SC simplifies its rules on passive euthanasia Health News, ET HealthWorld
NEW DELHI: The supreme court on Tuesday modified its 2018 order on passive euthanasia to make the procedure of removal of (or withholding) life support from terminally ill patients less cumbersome for the patients, their families and the doctors by limiting the role played by government officials.
While the requirement of setting up two medical boards — one primary and other review — to examine the medical condition of the patient has been retained, the SC has done away with the rule mandating that the district collector set up the review board. The court said both the boards would be constituted by the hospital and there would be one nominee doctor of the district medical officer in the review board. The medical boards must take a decision on such cases preferably within 48 hours, it added.
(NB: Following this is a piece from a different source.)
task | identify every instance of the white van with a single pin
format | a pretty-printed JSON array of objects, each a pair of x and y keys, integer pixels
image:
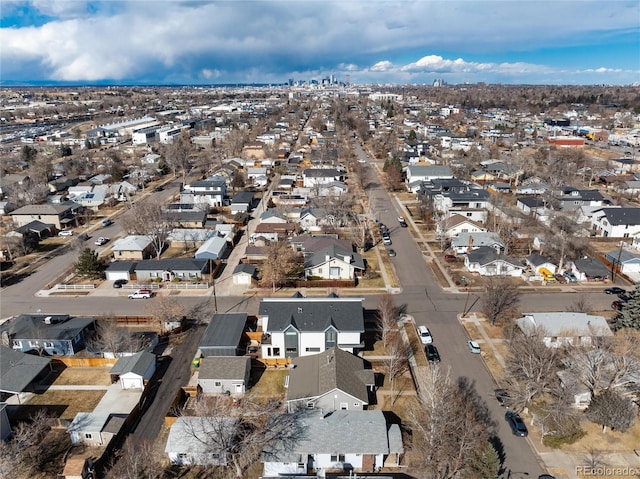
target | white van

While the current rules state that the consent of the judicial magistrate is required for conducting passive euthanasiaThe new order by a five-judge bench of justices KM Joseph, Ajay Rastogi, Aniruddha Bose, Hrishikesh Roy and CT Ravikumar says the magistrate just needs to be informed.
While making the procedure for passive euthanasia less cumbersome, the Supreme Court on Tuesday also simplified the process of making a “living will”, an advance directive by a person wishing not to be put on artificial life support.
While the earlier rule stipulated that a living would had to be made in the presence of two attesting witnesses and countersigned by the jurisdictional JMFC, the new order says such a will can be attested by notary or a gazetted rank officer.
The process prescribed in 2018 was onerous as it not only involved family members and doctors but also a judicial magistrate and collector as well as setting up of two medical boards before removal of lifesupport systems and there was no prescribed time period for medical boards to give their opinion .
As per 2018 guidelines, in the event a person became terminally ill with no hope of recovery, the treating physician had to ascertain the authenticity of the case from the JMFC. If the physician was satisfied, the hospital then constituted a medical board consisting of the head of the treating department and at least three expert doctors with 20 years of experience.
If the medical board certified that the life support system could be removed, the hospital had to inform the collector who then had to constitute another medical board comprising the chief district medical officer and three expert doctors. If the review board allowed withdrawal of treatment, it had to convey the decision to the JMFC.
The JMFC then had to visit the patient and, after examining all aspects, decide on whether the euthanasia directive could be implemented. Modifying the order, the bench said that medical practitioners with five years of experience can be part of the medical board.
The court also agreed with the petition that there was no need to involve JMFC in the process of preparation of the living will.
The new guidelines have been issued because the earlier guidelines were proving to be unworkable. It’s good that the apex court have taken a relook on the subject. It is entirely possible that even these new guidelines may need to be revised in the future. But the principle must be about making things easier for consent-givers without increasing the risk of misuse.